2016 AIME I #9

Problem:

Triangle $ABC$ has $AB=40,AC=31,$ and $\sin A=\frac{1}{5}$. This triangle is inscribed in rectangle $AQRS$ with $B$ on $\overline{QR}$ and $C$ on $\overline{RS}$. Find the maximum possible area of $AQRS$.

Solution:

Diagram - https://www.geogebra.org/calculator/ws78ucvv.

Let $\mathrm{\angle }BAD=\theta$, and $\mathrm{\angle }BAC=\alpha$. 

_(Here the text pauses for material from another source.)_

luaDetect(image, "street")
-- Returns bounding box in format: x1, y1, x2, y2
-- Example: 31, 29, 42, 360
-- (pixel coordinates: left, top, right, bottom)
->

Note that $AD=40\cos \theta$ and $AF=31\sin (\alpha +\theta )$. The area of the rectangle is then$$(40\cdot 31)(\cos \theta \cdot \sin (\alpha +\theta ))$$$$=(40\cdot 31)\left(\frac{1}{2}\right)(\sin (\alpha +2\theta )+\sin (\alpha ))$$$$=(20\cdot 31)(\sin (\alpha +2\theta )+\frac{1}{5})$$The maximum value of $\sin (\alpha +2\theta )$ is $1$, so the maximum value of the area is $(20\cdot 31)(1+1/5)=\boxed{{\displaystyle 744}}$.